May 26 17:12:00 pf2-lipi filterlog: 97,,,1554678266,lagg1.11,match,pass,out,4,0x0,,64,34277,0,none,1,icmp,84,11.22.3.19,8.8.4.4,request,32992,064
May 26 17:12:00 pf2-lipi filterlog: 97,,,1554678266,lagg1.11,match,pass,in,4,0x0,,55,0,0,none,1,icmp,84,8.8.4.4,10.199.240.206,reply,32992,064

stephenw10

Can we see a diagram here showing exactly how this is connected?

Steve

Rocco83

Hi Steve,

Sure,

uplink #1        uplink #2
10.199.240.201 10.199.240.202 (VIP: 10.199.240.203)
|                   |
-------|     |-------
        switch (VLAN 11, private interconnect 10.199.240.200/29)
-------|     |-------
|                   |
10.199.240.205 10.199.240.206 
fw1               fw2

10.199.240.200/29 interconnect network
10.199.240.201 uplink #1
10.199.240.202 uplink #2
10.199.240.203 uplink VIP (VIP among the two uplink: 10.199.240.203, which is the default gw for fw)
10.199.240.204 fw VIP(VIP among the two fw: 10.199.240.204, which is the gw for uplink to 10.11.0.0/16)
10.199.240.205 fw1
10.199.240.206 fw2

10.11.0.0/16 public network (fake ip)
11.22.3.17 fw VIP public IP
11.22.3.18 fw1 public IP
11.22.3.19 fw2 public IP

As (i guess you through email) noticed, there is a particular line in the which show that the packet go back for 10.199.240.206.

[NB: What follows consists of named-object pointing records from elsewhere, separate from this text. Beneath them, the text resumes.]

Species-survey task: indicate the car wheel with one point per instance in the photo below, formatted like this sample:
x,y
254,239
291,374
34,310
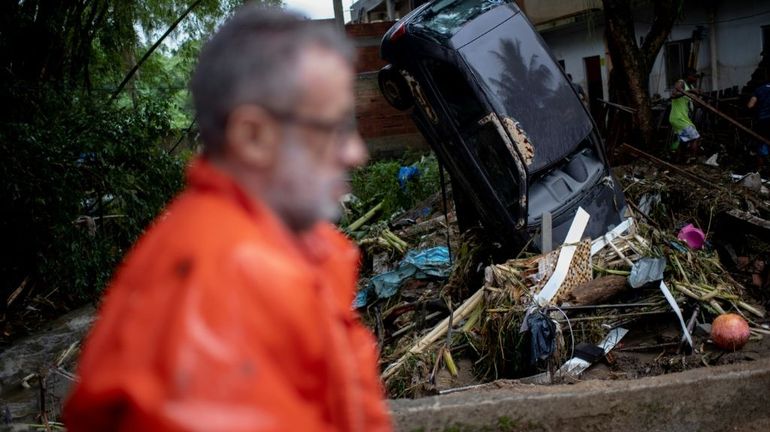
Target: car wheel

My best guessing is that given the peculiarity of this network, fw1 is contacted from upstream, and therefore there is an asymmetric routing.

Thanks,
Daniele

stephenw10

Ah, Ok that looks like what I had assumed. The only confusing part here is that what you also showed the public /28 subnet (here as 11.22.3.16/28) on a DMZ interface directly. That is the case?

I assume fw2 has 10.199.240.203 as it's default route?

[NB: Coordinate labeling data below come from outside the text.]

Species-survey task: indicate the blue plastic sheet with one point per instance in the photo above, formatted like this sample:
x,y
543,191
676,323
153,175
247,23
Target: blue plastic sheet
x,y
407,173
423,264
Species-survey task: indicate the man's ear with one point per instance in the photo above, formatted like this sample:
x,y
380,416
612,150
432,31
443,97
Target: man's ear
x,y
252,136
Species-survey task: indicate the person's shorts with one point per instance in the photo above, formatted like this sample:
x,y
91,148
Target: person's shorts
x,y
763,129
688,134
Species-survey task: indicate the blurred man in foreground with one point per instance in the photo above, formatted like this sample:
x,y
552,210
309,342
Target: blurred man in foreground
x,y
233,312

And that whatever is upstream is routing 11.22.3.16/28 to 10.199.240.204?

That seems like a problem as replies to 11.22.3.19 will be sent back to fw1.

Check the MAC addresses in that packet capture. Do the one or two replies you see actually come from the upstream gateway?

Steve

Rocco83

@stephenw10 said in NAT stop working suddenly after a couple of packets:

Ah, Ok that looks like what I had assumed. The only confusing part here is that what you also showed the public /28 subnet (here as 11.22.3.16/28) on a DMZ interface directly. That is the case?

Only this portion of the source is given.